Lors de son témoignage devant la Commission d'enquête sur l'octroi et la gestion des contrats publics dans l'industrie de la construction, Robert Marcil a dit qu'il n'avait appris l'existence de ce système que cet automne, grâce aux travaux de la commission.

Plus tôt en après-midi lundi, le procureur en chef adjoint Denis Gallant avait soumis au témoin les noms de différents entrepreneurs en construction qui récoltaient des contrats à la Ville - Simard-Beaudry, Louisbourg Construction, Garnier, Infrabec, Mivela, etc.

Robert Marcil a nommé les personnes qu'il connaissait au sein de ces firmes, identifiées par d'autres témoins comme des collusionnaires. Selon lui, ces responsables pouvaient l'appeler à l'occasion pour l'interroger sur des paiements à venir pour des projets qu'ils avaient réalisés.

Il a brièvement reconnu avoir fait un voyage en Italie avec Giuseppe Borsellino de Garnier Construction, mais n'a pas donné plus d'informations sur le sujet, puisque le procureur Gallant entend revenir sur ce dossier spécifique ultérieurement.

Le témoin a aussi dit qu'il pouvait manger au restaurant avec certains de ces responsables à deux ou trois reprises chaque année, une pratique courante selon lui.
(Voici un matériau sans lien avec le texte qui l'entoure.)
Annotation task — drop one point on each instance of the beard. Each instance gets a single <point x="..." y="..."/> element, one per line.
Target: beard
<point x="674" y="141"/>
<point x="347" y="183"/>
Il affirme également avoir déjà assisté une fois à un barbecue annuel organisé par Tony Catania du groupe Catcan.

Selon Robert Marcil, les fonctionnaires de la Ville de Montréal recevaient d'ailleurs souvent des bouteilles de vin ou des invitations pour des tournois de golf. « C'est une pratique d'affaires qui existe au Québec depuis très très longtemps [...] Ce n'est pas nouveau et ce n'est pas exclusif à la Ville de Montréal. ».

Le procureur Gallant a tenu à conclure la journée en présentant deux extraits de conversations téléphoniques captées en juin 2009 par des policiers de l'opération Diligence, qui enquêtait sur l'infiltration du crime organisé dans l'industrie de la construction.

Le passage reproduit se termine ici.